みんなもその提案に賛成し、車は神社へと向かった。
俺はこれから向かう神社に期待感を膨らませていた。ただ、同時にどれも一緒だろうと思う自分もいる。
「そういえば、今から行く神社ってどんなのなの?」
俺はふと気になり聞いてみた。
「確か創建は数百年前だって。建物もかなり古くて立派らしいよ」
と成瀬さんが答える。
へぇ。
俺は元の世界、修学旅行で見た清水寺を思い浮かべた。
「楽しみだね。古い建物って、なんか心が落ち着かない?」
隣で話を聞いていた遥が問いかけてくる。
「確かに、実家のような安心感があります」
柊さんが前を向きながら、視線だけバックミラーに向けて答えた。
バックミラー越しに目が合う。
ニコッと微笑んだ。
柊さんの微笑みに、俺も自然と微笑み返した。
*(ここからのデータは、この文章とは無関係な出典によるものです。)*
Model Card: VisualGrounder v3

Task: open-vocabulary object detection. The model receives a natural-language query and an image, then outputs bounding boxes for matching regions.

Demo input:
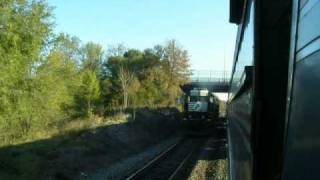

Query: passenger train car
[227,0,320,180]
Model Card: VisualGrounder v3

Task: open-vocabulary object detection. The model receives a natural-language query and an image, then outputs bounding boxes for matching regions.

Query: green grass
[189,159,228,180]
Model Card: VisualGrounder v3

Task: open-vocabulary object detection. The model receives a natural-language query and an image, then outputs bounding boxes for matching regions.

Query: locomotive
[183,87,219,125]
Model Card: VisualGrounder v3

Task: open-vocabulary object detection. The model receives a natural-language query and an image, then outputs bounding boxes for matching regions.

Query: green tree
[0,0,52,141]
[79,70,100,118]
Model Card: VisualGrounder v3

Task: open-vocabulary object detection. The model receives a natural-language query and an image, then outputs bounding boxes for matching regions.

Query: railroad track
[127,138,203,180]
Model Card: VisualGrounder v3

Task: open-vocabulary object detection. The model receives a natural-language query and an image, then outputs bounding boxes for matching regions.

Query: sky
[48,0,237,70]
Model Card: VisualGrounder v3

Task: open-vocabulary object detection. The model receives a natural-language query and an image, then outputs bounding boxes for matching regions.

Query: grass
[189,159,228,180]
[0,109,178,180]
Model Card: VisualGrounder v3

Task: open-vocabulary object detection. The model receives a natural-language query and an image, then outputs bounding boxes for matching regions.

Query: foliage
[0,0,189,145]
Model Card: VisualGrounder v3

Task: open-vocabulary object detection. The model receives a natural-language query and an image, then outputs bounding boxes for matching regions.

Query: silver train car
[227,0,320,180]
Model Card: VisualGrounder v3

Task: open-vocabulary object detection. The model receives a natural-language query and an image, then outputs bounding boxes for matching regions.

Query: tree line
[0,0,190,141]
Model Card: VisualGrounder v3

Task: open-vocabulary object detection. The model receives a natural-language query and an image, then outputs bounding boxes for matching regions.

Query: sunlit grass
[189,159,228,180]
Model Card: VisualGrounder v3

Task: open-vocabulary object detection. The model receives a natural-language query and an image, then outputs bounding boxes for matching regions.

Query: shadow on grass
[0,109,178,179]
[181,119,227,179]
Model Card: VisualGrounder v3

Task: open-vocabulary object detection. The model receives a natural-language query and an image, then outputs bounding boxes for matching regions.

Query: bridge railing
[190,70,231,84]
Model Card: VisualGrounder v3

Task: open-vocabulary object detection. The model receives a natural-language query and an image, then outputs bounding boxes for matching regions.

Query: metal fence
[190,70,231,83]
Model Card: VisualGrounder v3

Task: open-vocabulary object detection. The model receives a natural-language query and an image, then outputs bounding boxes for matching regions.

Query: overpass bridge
[181,70,231,93]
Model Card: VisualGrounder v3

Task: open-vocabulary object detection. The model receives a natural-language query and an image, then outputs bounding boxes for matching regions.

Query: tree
[79,70,100,118]
[157,39,190,104]
[0,0,52,142]
[118,65,134,109]
[81,42,104,78]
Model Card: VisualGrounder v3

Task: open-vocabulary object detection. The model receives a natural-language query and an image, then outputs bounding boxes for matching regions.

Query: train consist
[227,0,320,180]
[183,87,219,125]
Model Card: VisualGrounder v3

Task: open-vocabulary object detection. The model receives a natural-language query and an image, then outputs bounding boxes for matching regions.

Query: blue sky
[48,0,236,70]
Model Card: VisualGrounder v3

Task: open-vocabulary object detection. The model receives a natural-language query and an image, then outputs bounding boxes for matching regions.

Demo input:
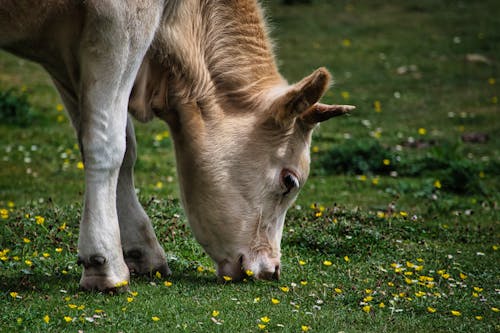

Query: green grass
[0,0,500,332]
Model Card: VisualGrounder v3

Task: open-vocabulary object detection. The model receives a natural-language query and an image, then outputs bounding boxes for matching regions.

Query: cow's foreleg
[78,5,161,290]
[116,119,170,276]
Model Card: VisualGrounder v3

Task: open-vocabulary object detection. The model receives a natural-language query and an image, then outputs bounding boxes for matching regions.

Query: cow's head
[164,68,353,280]
[130,64,354,280]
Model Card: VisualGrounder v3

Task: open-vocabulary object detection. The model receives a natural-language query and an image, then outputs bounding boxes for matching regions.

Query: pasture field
[0,0,500,332]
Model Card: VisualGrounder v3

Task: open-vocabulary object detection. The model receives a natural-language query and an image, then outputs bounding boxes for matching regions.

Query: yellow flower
[35,215,45,225]
[115,280,128,288]
[0,208,9,219]
[363,296,373,303]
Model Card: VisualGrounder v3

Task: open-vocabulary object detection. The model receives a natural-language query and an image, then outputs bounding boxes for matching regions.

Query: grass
[0,0,500,332]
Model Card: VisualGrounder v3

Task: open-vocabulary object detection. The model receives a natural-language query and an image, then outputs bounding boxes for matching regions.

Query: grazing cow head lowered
[0,0,353,291]
[129,1,353,280]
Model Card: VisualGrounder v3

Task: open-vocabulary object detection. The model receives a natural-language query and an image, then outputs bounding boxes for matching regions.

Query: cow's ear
[272,67,331,123]
[300,103,356,126]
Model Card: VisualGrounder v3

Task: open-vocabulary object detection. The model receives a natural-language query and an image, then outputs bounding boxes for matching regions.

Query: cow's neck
[156,0,284,108]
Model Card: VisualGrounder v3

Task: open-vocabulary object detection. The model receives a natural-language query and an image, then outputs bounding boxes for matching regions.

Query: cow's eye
[281,169,300,195]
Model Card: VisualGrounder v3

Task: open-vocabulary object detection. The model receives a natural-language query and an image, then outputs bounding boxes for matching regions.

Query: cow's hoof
[78,255,130,293]
[124,249,172,276]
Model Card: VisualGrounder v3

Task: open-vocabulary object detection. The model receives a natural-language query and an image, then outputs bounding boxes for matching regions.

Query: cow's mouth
[217,255,281,282]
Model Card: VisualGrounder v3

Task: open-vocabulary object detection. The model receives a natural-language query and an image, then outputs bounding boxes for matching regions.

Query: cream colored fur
[0,0,352,290]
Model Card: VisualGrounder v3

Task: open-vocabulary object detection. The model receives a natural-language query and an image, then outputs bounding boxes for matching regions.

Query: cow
[0,0,354,291]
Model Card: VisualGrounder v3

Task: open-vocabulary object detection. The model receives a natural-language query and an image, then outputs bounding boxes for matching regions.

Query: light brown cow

和やかな雰囲気の中、車は順調に神社へと向かっていた。
目的地に近づくにつれ、ビルが減り、人通りが増え、古風な建物が見えてくる。
やがて、立派な山門が見えてきた。
「わぁ、すごい!あれが入口だね」
と涼さんが興奮気味に声を上げる。
手前で止まり、車を駐車場に停め、みんなで山門へと向かった。
「後でこの辺りの店にも行こう」
「そうしよう! 確か、名産品とかあったはず」
話しつつ鳥居をくぐると、目の前には長く続く石段が広がっていた。
石段の両側には緑が生い茂り、だが綺麗に整えられたそれは、まるで自然のトンネルのようだった。
自然の、森の匂いが鼻の奥へ入ってくる。
「これはちょっとした運動になりそうだね」
と成瀬さんが苦笑しながら言う。
「確かに。けど、こういうところを歩くのもまた風情があっていいよね」
と涼さんが答える。
「じゃあ、行こうか!」
俺が先頭に立って石段を登り始めた。両隣には遥と柊さんが、警護官としての職務を全うするように、歩幅を合わせて歩く。
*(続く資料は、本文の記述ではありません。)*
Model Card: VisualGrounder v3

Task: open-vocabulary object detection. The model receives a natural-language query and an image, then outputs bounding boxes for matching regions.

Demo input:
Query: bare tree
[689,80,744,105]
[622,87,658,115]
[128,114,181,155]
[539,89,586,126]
すれ違う全ての人が振り返る。観光地ともなると人が多く、視線も相対的に多くなる。
そうだった……忘れてた。
一生慣れることはなさそうな、好奇の、たまに情欲を抱いたような視線が突き刺さる。
それを躱しつつ、階段を登り切る。
「着いたぁ!」
みんなでゆっくりと石段を登りながら、途中で休憩を挟む。上りきった先には、広々とした境内と立派な拝殿が待っていた。
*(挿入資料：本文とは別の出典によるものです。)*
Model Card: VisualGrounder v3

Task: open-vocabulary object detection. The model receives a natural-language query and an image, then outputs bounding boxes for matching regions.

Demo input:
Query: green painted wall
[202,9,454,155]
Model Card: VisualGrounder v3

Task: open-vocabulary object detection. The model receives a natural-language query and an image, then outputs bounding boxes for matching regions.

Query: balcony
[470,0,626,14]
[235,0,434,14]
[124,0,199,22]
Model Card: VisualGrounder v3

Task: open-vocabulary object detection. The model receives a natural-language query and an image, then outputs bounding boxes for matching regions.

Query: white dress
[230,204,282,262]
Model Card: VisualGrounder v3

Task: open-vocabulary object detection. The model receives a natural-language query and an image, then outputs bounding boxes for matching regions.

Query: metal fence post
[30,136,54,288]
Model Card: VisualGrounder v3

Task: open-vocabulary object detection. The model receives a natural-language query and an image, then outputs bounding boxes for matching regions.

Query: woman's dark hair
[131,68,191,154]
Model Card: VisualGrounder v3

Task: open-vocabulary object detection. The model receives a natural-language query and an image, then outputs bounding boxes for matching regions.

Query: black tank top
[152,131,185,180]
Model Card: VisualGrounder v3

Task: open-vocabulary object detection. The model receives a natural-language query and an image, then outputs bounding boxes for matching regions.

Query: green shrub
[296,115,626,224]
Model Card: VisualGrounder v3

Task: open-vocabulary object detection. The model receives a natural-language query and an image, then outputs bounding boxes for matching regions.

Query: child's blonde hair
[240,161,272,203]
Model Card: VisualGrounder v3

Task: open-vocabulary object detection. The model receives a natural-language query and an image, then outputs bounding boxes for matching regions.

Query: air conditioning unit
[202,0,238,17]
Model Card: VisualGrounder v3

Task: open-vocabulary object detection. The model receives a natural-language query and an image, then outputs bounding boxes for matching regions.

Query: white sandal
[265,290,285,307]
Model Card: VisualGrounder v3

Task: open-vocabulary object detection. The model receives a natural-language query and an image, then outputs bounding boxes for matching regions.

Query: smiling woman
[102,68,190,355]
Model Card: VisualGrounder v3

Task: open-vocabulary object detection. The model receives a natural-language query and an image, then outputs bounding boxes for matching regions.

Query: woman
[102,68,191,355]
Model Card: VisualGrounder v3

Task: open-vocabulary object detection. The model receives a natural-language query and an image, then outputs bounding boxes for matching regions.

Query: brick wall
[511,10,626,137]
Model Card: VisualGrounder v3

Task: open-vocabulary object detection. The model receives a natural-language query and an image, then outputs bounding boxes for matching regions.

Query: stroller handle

「よーし、早速、参拝しに行こー! ここの神様って恋愛成就や安産祈願、子宝など、縁結びの神様なんだって」
「へぇ、そうだったんだ。ちょうどいいね」
俺へ視線を向けて成瀬さんが言う。
一体、なんだろうなぁ。
「あっ、ちょっと待って! まずは礼をしないと」
「そうなの?」
そうだったんだ。
「あと真ん中は通ったらだめだよ。正中って言って神様の通り道だからね。まぁ、よほど混んでる時はいいみたいだけど」
周りを見渡す。今日は平日ということもあるのか、そこまで人は居ない。
体感、下の店辺りの方が多いだろうか。
「なるほど、よく知ってるなぁ」
「昔っから、おばあちゃんに口酸っぱく言われてきたからねぇ」
遥が昔を思い出すような遠い目で言う。
そして、言う通り、礼を済ませ、真ん中を
「じゃ、まずは手水を取ろう」
みんなで手水舎へ向かい、手を清める。成瀬さんが器用に柄杓を使いながら説明する。
「まずは左手、次に右手、そして口をすすぐんだよ」
成瀬さんの動作を真似て、俺たちも手と口を清める。手水の冷たい水が心地よく感じられた。
「よし、これで準備完了だね。さあ、参拝しよう」
涼さんが元気に声をかけ、みんなで拝殿まで向かう。
拝殿の前に立つと、その壮麗な建物が目に飛び込んできた。
高い天井と彫刻が施された柱が威厳を放ち、周囲の自然と調和している。
屋根の瓦は年月を経た風合いがあり、歴史の重みを感じさせる。そして賽銭箱の周りには、参拝者が祈りを捧げるための空間が広がっていた。
「本当に立派だな」
本当に、そんな感想しか出てこないほど、圧倒されていた。
俺が感心して言うと、柊さんが頷く。
「うん、すごく落ち着く場所ですね。参拝の仕方は知っていますか?」
「確か、二礼二拍手一礼だったよね? あとお賽銭を」
「そうです」
みんなで揃って賽銭箱に向かい、小銭を投げ入れる。
コインが箱の中で軽やかな音を立てる。目を閉じ、静かにお辞儀をしてから、手を合わせて祈りを捧げる。パンッと軽い音を二回鳴らす。
心の中で願い事を唱えながら、二礼二拍手一礼をきちんと行った。